Nashville, TN (PressExposure) December 26, 2011 -- It is time human rights be made a fact. An estimated 27 million people are held in slavery worldwide today, according to the United Nations. After drug trafficking, human trafficking is tied with the illegal arms trade as the second largest criminal industry in the world, and it is the fastest growing. Of those trafficked, 80 percent are women and 50 percent are children.
Recognizing the global need for human rights education, Scientology Churches around the world sponsored the United for Human Rights (UHR) program. The Church's human rights initiative sponsors groups and activities and provides its materials to individuals, groups and government agencies in 82 nations. Since December of 2010, the Church of Scientology has reached hundreds of millions of people with humans rights information, distributing more than 2 million publications and providing educational materials to more than 45,000 human rights organizations and 4,500 educators and educational institutions.
In Middle Tennessee, the Tennessee Chapter of UHR joined forces with the local and state government as well as non-profit organizations from across Tennessee to plan the state celebration of International Human Rights Day, which occurs every year on December 10th. The Tennessee celebration was held on December 7th at the Downtown Public Library on Church Street.
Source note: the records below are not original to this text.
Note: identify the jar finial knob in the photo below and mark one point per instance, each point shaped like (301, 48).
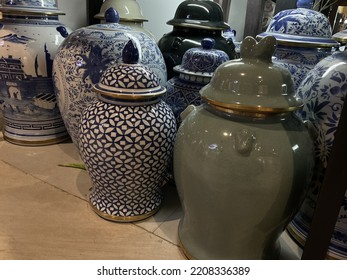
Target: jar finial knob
(130, 54)
(262, 50)
(208, 43)
(112, 16)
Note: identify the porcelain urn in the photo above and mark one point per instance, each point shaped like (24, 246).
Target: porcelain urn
(126, 138)
(29, 41)
(242, 160)
(85, 55)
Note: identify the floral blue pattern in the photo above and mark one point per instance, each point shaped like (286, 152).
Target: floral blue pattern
(127, 150)
(323, 92)
(83, 57)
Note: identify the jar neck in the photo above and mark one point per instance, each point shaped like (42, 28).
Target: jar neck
(29, 18)
(194, 79)
(127, 102)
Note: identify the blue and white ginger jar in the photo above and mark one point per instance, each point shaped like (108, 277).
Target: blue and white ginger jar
(323, 93)
(29, 41)
(126, 139)
(195, 71)
(304, 38)
(86, 54)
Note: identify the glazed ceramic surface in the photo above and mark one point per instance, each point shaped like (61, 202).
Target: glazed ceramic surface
(193, 21)
(126, 141)
(304, 38)
(323, 92)
(85, 54)
(242, 160)
(29, 43)
(32, 6)
(196, 70)
(130, 14)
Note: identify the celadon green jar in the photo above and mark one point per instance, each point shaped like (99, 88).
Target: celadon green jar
(242, 160)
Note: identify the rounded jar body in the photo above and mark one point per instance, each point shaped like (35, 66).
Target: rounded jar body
(323, 93)
(126, 148)
(240, 180)
(28, 101)
(83, 57)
The event featured an array of speakers on human rights issues including education, human trafficking and religious freedom. Mr. Avi Poster who is a community activist and former principal spoke on the need for better education, and education for everyone. Ms. Cecilia Gomez with Free for Life International spoke on the facts and figures of human trafficking in our world today and the need for a higher awareness that trafficking occurs right in our own backyard. Dr. Amir Arain of the Islamic Center of Nashville spoke about religious freedom, and the right everyone has to a religion and belief system of their own choosing.
The celebration centered around Human Rights Lifetime Achievement awards. Awardees this year were Dr. Sheila Peters who has worked with numerous human rights organizations over several decades and is now a professor at Fisk University, and Mr. Jerry Lee who served as President of the Tennessee AFL-CIO for over ten years, and is among the first to initiate this celebration in Tennessee.
A new tradition was born this year. "We introduced the Rising Advocate award, which was given to two remarkable individuals we're counting on to continue the fight for human rights," says Co-Chair of the planning committee, Rev. Brian Fesler. The Rising Advocates this year included Remziya Suleyman, formerly of the Tennessee Immigrant and Refugee Rights Coalition and MarQo Patton, a graduate of Fisk University who is now a corps member of Teach for America.
This event reached well beyond the 120 people who attended, as the entire event was filmed and is now being broadcast to thousands weekly on Metro Nashville's Channel 3.